Extended Data Fig. 3: Comparison of LDGM precision matrices with Wen-Stephens shrinkage estimator.
From: Extremely sparse models of linkage disequilibrium in ancestrally diverse association studies

The comparison was performed in EUR, on chromosome 22 only (n = 20 LD blocks). To vary the amount of shrinkage, we changed the sample size parameter in the Wen-Stephens estimator (actual sample size: 1,006). a, Mean-squared error between the Wen-Stephens estimator and the LDGM precision matrix inverse. Dotted line denotes the median MSE between the LD sample correlation matrix and the LDGM precision matrix inverse. b, Mean-squared error between the Wen-Stephens estimator and the sample correlation matrix.
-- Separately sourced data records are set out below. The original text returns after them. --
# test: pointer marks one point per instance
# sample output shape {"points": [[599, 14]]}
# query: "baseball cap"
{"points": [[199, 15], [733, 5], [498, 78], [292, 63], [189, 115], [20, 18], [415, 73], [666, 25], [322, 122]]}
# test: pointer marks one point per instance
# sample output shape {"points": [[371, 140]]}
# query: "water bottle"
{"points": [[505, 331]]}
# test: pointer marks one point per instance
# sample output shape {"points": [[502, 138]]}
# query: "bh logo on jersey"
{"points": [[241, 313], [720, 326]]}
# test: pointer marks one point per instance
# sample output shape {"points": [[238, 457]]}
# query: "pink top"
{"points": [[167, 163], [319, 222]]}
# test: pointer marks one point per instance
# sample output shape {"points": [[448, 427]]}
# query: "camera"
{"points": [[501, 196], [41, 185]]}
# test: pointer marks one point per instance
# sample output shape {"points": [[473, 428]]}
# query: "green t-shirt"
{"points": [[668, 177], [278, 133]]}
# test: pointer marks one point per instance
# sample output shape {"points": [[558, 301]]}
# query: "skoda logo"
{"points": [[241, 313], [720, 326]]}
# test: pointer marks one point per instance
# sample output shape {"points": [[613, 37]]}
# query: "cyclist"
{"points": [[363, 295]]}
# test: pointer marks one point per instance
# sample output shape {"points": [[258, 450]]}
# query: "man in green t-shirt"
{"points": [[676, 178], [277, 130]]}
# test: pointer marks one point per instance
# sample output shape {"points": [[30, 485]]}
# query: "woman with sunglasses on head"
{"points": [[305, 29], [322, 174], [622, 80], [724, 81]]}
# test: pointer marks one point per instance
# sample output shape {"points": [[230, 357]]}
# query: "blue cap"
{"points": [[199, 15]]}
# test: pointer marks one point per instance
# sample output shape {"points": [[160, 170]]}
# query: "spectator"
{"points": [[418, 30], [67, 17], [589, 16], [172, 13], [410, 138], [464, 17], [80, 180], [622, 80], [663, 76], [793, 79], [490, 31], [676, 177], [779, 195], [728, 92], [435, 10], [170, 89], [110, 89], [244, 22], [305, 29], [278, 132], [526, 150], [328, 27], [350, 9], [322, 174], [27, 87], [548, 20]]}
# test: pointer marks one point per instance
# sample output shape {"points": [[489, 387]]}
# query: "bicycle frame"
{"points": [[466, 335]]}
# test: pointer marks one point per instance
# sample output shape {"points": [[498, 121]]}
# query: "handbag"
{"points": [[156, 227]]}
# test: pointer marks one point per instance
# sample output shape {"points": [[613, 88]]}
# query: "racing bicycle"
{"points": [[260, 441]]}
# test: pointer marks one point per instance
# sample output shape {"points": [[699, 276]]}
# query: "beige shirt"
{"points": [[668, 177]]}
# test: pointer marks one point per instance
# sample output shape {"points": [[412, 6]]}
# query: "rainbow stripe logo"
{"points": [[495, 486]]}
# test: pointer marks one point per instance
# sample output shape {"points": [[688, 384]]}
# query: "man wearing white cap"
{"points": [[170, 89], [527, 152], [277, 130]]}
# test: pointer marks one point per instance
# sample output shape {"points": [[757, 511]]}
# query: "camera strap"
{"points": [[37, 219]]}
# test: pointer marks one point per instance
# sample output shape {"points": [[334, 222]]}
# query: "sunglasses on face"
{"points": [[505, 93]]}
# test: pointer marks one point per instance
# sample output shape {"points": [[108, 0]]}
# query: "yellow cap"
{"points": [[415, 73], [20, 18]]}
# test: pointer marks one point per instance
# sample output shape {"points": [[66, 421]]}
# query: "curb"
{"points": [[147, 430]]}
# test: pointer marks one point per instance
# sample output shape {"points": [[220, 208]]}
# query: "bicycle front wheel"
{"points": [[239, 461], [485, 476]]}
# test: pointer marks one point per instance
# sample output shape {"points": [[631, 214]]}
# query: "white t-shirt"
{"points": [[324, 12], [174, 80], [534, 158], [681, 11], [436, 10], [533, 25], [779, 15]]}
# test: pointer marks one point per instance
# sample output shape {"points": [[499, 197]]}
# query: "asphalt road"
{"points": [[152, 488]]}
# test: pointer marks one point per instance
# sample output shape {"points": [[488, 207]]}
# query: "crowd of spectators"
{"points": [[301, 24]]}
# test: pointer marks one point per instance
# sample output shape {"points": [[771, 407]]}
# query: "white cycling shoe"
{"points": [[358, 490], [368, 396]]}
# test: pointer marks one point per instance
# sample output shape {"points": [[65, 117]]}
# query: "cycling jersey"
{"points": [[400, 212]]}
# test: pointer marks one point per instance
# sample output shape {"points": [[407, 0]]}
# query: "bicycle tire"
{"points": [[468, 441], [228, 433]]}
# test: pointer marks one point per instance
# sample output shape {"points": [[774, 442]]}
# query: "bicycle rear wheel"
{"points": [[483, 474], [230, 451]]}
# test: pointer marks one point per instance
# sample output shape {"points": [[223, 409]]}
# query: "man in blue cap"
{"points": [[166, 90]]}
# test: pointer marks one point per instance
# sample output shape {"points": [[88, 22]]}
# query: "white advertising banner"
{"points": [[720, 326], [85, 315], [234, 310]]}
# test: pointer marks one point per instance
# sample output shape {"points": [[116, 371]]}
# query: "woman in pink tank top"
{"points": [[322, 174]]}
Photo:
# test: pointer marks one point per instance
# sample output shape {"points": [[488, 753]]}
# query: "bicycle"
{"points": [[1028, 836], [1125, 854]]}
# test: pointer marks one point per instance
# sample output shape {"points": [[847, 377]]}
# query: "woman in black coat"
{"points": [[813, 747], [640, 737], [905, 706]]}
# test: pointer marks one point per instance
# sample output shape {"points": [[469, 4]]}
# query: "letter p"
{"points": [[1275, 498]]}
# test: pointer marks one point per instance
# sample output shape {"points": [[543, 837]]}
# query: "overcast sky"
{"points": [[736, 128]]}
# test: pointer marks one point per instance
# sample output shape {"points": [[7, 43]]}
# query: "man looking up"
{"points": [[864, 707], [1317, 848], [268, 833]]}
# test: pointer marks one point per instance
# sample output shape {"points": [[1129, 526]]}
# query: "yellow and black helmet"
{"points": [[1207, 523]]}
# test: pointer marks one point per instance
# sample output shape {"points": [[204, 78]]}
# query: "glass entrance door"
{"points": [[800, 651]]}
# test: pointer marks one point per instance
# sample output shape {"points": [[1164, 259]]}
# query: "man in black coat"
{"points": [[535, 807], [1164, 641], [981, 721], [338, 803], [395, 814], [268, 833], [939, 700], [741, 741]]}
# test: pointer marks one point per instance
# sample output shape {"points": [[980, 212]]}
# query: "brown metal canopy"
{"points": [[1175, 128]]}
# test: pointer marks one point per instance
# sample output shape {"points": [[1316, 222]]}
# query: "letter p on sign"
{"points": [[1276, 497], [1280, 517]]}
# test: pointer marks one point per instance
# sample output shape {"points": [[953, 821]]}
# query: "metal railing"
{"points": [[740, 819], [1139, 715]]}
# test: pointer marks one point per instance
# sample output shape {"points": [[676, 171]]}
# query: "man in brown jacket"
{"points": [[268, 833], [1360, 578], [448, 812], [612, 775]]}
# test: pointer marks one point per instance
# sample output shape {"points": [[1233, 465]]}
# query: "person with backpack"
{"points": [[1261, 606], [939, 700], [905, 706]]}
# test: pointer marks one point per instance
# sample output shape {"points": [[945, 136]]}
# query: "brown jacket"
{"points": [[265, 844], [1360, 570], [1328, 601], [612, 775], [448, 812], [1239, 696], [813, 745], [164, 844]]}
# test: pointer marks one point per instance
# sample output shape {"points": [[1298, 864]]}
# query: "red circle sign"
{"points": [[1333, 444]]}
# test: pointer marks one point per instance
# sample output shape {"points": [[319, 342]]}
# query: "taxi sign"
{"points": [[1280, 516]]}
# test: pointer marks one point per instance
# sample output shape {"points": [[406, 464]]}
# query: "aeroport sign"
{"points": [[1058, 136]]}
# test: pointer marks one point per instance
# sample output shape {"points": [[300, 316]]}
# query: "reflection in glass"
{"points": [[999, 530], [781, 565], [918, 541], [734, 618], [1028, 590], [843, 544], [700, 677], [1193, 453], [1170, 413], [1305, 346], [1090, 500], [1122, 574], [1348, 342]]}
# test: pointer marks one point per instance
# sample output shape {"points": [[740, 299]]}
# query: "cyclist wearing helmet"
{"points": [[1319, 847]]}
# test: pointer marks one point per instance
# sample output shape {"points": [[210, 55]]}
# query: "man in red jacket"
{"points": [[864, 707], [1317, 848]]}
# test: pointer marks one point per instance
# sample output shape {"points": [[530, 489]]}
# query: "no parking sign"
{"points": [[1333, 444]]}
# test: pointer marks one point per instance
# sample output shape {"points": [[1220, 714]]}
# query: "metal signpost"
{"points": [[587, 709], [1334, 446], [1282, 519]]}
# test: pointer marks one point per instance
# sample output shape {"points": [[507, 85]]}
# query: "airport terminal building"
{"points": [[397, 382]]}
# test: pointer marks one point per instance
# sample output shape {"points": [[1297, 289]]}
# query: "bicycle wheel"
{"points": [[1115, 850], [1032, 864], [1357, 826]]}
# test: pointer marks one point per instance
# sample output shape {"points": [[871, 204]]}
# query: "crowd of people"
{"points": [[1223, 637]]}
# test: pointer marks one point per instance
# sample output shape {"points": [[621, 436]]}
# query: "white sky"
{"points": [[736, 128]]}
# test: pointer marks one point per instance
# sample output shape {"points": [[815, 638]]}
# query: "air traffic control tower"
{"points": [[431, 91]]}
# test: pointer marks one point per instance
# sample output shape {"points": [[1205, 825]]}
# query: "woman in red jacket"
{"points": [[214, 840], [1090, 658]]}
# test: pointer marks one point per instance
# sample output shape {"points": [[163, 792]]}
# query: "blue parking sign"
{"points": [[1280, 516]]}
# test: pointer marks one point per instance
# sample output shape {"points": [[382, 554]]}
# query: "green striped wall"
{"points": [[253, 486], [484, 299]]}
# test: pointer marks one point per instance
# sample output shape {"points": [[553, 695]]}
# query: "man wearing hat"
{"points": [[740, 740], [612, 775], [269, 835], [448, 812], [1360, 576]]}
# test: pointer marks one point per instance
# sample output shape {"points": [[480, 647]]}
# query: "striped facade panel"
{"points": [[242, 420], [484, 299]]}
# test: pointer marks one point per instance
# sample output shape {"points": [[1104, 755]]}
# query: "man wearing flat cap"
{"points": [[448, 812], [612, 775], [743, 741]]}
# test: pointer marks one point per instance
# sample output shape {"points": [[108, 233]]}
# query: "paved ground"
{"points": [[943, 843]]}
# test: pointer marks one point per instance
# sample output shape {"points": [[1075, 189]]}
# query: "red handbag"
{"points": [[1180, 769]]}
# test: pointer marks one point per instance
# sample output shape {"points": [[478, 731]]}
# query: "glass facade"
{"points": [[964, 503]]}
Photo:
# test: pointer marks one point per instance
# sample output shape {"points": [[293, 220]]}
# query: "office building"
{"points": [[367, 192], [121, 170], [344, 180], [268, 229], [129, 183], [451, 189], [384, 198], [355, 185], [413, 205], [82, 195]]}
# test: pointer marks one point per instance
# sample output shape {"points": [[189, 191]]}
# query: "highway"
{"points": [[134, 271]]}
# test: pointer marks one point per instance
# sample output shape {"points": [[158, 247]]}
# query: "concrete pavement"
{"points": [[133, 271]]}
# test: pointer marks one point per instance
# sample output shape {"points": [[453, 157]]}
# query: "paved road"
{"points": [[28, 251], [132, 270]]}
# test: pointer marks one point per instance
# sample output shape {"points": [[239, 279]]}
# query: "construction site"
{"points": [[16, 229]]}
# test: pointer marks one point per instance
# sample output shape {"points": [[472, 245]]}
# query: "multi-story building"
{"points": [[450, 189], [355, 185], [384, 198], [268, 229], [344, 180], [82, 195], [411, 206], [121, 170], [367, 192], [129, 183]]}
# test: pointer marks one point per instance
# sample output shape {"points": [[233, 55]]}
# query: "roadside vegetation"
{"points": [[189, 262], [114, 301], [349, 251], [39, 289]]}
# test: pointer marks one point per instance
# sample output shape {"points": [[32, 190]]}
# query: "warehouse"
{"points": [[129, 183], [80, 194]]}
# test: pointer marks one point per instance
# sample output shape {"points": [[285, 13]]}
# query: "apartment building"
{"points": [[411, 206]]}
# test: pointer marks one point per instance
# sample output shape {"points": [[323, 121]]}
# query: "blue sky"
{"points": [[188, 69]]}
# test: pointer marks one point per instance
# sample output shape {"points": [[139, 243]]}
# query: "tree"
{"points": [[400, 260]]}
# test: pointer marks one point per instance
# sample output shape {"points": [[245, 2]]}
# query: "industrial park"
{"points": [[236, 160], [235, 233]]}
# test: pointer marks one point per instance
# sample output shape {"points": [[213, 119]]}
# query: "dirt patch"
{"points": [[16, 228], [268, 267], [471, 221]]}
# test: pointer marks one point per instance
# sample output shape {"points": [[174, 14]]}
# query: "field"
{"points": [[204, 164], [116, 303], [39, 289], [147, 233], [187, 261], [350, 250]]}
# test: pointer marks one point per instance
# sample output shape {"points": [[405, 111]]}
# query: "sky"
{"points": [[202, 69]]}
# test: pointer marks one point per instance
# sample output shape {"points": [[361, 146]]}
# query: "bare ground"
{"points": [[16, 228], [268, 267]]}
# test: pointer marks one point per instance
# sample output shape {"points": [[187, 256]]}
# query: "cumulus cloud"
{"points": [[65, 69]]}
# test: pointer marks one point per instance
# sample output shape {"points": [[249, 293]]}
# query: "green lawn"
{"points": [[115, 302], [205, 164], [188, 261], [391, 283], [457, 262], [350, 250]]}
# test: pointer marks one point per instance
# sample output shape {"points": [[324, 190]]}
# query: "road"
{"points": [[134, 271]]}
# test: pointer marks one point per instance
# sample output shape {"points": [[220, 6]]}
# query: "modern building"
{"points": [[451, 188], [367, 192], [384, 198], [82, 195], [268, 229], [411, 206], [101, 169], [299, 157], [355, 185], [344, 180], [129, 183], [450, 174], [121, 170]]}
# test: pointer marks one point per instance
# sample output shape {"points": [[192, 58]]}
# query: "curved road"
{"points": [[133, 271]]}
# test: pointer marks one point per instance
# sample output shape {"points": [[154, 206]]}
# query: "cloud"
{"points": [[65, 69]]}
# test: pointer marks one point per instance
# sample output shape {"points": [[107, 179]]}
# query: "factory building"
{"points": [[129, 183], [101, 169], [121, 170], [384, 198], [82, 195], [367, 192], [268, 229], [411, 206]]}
Values are larger than the corresponding numbers in a for sample size parameters up to 40, and smaller for sample size parameters of 201 or higher. c, Number of nonzero entries per SNP in the Wen-Stephens estimator. Correlations with absolute value less than 1 × 10−8 are set to zero (consistent with the original paper), resulting in slightly increased sparsity for small values of the sample size parameter. At larger parameter values, no SNP pairs are below the threshold within LD blocks, but this approach can still be used to produce a sparse, banded diagonal matrix when it is not desired to use discrete blocks. Somewhat more sparsity can be achieved by relaxing the 1 × 10−8 threshold, but not without causing increased error. In all plots, the lower whisker, lower hinge, center, upper hinge and upper whisker correspond to (lower hinge − 1.5× interquartile range (IQR)) and the 25th percentile, median, 75th percentile, and (upper hinge + 1.5× IQR), respectively.